Background: This cohort study estimated the incidence of symptomatic respiratory tract infections (RTIs) and hand hygiene compliance with its impact among domestic Hajj pilgrims during the COVID-19 pandemic. Methods: During the week of Hajj rituals in 2021, pilgrims were recruited by phone and asked to complete a baseline questionnaire. Pilgrims were followed up after seven days using a questionnaire about the development of symptoms, and practices of hand hygiene. Syndromic definitions were used to clinically diagnose ‘possible’ influenza-like illnesses (ILI) and COVID-19 infection. Results: A total of 510 pilgrims aged between 18 and 69 (median of 50) years completed the questionnaire, 280 (54.9%) of whom were female, and all of them (except for one) were vaccinated against COVID-19 with at least one dose.

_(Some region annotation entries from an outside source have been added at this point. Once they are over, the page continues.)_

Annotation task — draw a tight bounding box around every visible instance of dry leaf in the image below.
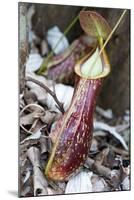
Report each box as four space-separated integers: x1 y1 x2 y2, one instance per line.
65 171 92 194
47 26 69 54
79 11 111 40
20 130 41 144
27 147 48 196
94 121 128 150
91 175 110 192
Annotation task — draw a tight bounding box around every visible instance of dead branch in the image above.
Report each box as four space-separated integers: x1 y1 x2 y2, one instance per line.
26 77 65 114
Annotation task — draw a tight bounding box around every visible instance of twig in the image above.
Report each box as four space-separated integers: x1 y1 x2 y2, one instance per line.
26 77 65 114
19 3 28 93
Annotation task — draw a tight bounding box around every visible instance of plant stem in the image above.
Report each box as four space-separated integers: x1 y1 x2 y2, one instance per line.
37 7 86 75
85 9 127 74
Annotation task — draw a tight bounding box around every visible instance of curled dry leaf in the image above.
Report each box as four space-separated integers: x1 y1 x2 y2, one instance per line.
46 83 74 112
94 121 128 150
20 130 41 144
79 11 111 40
65 171 92 194
27 147 48 196
26 53 43 72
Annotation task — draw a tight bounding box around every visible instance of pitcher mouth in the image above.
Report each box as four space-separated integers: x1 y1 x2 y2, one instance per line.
74 45 111 79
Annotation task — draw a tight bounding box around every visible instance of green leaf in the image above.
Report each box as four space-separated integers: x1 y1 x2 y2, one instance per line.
81 48 103 77
79 11 111 40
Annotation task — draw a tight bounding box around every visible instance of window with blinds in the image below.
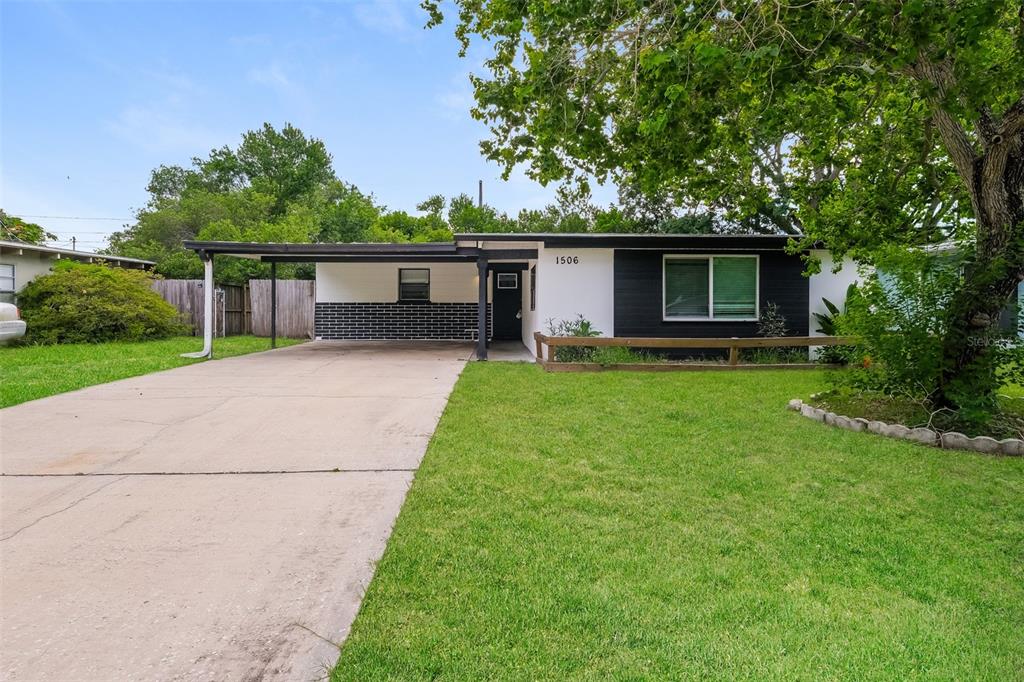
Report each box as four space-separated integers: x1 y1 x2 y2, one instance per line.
664 256 758 321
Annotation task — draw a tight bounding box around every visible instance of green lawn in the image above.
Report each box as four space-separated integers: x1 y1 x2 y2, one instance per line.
333 363 1024 681
0 336 299 408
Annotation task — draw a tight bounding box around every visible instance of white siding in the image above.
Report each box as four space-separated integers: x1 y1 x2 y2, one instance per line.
0 252 56 292
316 263 485 303
523 247 615 337
808 249 860 336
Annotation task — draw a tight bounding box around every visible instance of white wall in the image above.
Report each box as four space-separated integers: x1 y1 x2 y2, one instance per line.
0 252 56 292
316 263 489 303
808 249 860 336
524 247 615 337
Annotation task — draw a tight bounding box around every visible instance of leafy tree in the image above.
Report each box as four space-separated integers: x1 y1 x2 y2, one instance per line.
0 209 57 244
425 0 1024 409
17 260 184 343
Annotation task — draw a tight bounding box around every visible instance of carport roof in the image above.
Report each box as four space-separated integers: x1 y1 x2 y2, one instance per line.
184 240 479 262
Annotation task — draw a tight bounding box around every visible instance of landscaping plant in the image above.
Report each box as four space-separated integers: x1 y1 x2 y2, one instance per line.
17 260 186 343
424 0 1024 417
548 314 601 363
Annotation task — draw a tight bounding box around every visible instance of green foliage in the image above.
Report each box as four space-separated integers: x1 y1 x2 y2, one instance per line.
17 261 184 343
548 313 601 363
425 0 1024 409
589 346 667 365
836 249 1022 425
0 209 56 244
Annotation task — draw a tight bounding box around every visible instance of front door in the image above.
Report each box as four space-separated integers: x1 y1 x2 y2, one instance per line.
490 271 522 341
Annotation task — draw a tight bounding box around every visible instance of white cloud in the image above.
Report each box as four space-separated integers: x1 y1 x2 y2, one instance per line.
352 0 417 40
248 61 295 90
105 102 224 156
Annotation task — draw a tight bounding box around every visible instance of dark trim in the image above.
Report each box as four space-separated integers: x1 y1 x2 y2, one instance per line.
476 256 487 360
398 267 430 303
270 263 278 348
260 254 476 263
455 232 793 249
483 247 537 260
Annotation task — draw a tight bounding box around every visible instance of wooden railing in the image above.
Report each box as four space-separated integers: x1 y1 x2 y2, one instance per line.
534 332 856 367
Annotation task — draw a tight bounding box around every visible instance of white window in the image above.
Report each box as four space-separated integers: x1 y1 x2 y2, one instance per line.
0 263 14 294
398 267 430 301
662 256 760 322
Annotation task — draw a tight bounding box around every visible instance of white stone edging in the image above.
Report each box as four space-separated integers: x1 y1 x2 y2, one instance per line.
786 398 1024 457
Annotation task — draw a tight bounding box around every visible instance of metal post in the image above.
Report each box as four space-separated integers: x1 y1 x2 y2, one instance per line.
181 251 213 357
270 261 278 348
476 256 487 359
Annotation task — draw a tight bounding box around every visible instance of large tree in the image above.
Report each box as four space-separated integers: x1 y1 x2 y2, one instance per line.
425 0 1024 406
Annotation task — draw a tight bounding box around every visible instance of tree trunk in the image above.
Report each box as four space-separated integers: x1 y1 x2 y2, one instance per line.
932 138 1024 409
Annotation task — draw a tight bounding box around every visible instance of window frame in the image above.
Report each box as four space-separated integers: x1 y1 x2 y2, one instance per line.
662 253 761 323
397 267 430 303
0 263 17 294
495 272 519 290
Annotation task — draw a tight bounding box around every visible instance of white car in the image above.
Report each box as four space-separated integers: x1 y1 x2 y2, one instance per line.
0 303 25 345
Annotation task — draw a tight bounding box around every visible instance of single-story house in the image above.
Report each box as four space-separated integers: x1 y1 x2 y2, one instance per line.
0 240 156 303
185 233 857 359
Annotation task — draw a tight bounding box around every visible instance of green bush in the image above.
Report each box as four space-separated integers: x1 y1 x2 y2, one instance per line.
17 261 186 343
548 314 601 363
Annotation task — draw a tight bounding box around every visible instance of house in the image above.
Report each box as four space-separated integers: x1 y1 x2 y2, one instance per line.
0 240 156 303
185 233 857 358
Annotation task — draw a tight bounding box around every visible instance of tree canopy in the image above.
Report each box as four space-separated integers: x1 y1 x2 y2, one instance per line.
424 0 1024 406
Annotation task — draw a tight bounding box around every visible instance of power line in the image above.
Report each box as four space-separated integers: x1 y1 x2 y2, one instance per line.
10 211 135 220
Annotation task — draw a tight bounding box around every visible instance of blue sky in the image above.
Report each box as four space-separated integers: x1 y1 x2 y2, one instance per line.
0 0 610 249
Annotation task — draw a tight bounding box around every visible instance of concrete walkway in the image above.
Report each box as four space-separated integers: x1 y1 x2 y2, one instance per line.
0 343 472 680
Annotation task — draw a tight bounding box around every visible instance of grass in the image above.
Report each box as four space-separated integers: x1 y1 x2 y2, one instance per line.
332 363 1024 681
0 336 300 408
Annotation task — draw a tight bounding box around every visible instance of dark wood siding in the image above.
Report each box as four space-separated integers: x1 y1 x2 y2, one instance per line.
615 249 809 338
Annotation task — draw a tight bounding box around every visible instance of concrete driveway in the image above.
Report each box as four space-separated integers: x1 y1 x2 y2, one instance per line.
0 343 472 680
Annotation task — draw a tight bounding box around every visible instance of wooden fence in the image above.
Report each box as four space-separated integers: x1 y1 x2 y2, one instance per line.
249 280 315 339
534 332 856 371
153 280 252 336
153 280 314 339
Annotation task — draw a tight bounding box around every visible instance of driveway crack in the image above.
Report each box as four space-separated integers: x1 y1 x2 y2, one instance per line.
0 476 125 542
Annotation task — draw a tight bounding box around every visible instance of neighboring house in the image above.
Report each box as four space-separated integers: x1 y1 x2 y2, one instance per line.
0 240 156 303
185 233 857 357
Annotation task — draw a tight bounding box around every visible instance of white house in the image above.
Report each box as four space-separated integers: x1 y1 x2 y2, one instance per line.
185 233 857 358
0 240 155 303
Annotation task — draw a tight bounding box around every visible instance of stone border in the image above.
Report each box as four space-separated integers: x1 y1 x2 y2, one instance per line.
786 398 1024 457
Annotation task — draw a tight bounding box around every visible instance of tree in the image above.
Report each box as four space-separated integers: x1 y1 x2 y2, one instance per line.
426 0 1024 407
0 209 57 244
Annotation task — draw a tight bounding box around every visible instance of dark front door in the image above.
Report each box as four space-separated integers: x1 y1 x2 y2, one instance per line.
490 270 522 340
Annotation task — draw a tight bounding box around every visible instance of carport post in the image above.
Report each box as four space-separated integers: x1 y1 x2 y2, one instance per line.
270 260 278 348
476 256 487 359
181 251 213 357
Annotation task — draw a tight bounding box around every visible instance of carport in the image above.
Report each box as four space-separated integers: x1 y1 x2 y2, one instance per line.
184 241 537 360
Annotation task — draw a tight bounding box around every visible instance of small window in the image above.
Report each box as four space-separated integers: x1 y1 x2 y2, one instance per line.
665 256 758 321
529 265 537 310
0 263 14 294
398 267 430 301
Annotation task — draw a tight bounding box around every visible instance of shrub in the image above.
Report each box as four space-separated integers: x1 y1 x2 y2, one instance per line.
548 314 601 363
17 261 185 343
835 244 1022 426
743 301 807 365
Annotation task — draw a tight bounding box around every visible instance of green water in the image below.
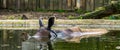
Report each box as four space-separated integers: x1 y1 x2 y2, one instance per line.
0 30 120 50
55 31 120 50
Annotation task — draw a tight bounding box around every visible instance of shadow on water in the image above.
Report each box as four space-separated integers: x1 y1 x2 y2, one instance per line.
0 30 120 50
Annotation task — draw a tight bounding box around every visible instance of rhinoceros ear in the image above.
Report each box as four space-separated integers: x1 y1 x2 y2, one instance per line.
20 32 30 41
47 17 55 30
39 18 44 27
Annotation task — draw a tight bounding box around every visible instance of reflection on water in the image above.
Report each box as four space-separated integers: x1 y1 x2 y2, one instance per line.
0 30 120 50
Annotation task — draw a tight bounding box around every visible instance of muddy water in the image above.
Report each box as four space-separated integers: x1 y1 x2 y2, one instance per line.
0 30 120 50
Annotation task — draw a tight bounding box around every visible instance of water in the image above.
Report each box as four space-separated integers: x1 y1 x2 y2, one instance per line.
0 30 120 50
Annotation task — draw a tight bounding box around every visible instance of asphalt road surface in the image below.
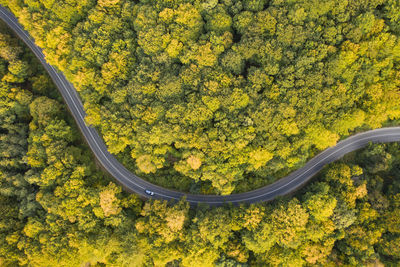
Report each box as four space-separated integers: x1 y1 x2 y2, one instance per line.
0 5 400 206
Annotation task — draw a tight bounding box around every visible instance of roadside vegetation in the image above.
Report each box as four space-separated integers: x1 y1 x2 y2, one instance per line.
0 24 400 267
0 0 400 194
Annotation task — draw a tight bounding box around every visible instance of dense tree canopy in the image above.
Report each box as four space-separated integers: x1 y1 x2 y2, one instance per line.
0 0 400 194
0 22 400 267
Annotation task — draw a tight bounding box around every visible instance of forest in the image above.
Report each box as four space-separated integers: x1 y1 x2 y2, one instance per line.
0 0 400 195
0 17 400 267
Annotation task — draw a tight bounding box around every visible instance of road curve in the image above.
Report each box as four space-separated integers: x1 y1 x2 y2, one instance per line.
0 5 400 206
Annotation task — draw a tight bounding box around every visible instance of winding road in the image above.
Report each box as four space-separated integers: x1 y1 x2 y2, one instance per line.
0 5 400 206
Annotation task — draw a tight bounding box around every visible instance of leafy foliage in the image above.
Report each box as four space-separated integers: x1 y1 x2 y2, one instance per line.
3 0 400 194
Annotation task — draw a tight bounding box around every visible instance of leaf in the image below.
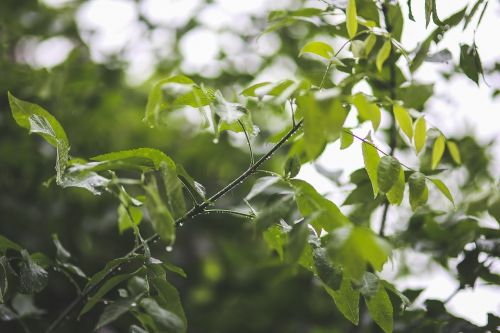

The mean (±SD) of pilgrims’ hand hygiene knowledge score (on a scale of 0 to 6) was 4.15 (±1.22), and a higher level of knowledge was correlated with a higher frequency of handwashing using soap and water. Among those 445 pilgrims who completed the follow-up form, 21 (4.7%) developed one or more respiratory symptoms, of which sore throat and cough were the commonest (respectively 76.2% and 42.8%); ‘possible ILI’ and ‘possible COVID-19’ were present in 1.1% and 0.9% of pilgrims. Obesity was found to be a significant factor associated with the risk of developing RTIs (odds ratio = 4.45, 95% confidence interval 1.15–17.13).Conclusion: Hajj pilgrims are still at risk of respiratory infections. Further larger and controlled investigations are needed to assess the efficacy of hand hygiene during Hajj.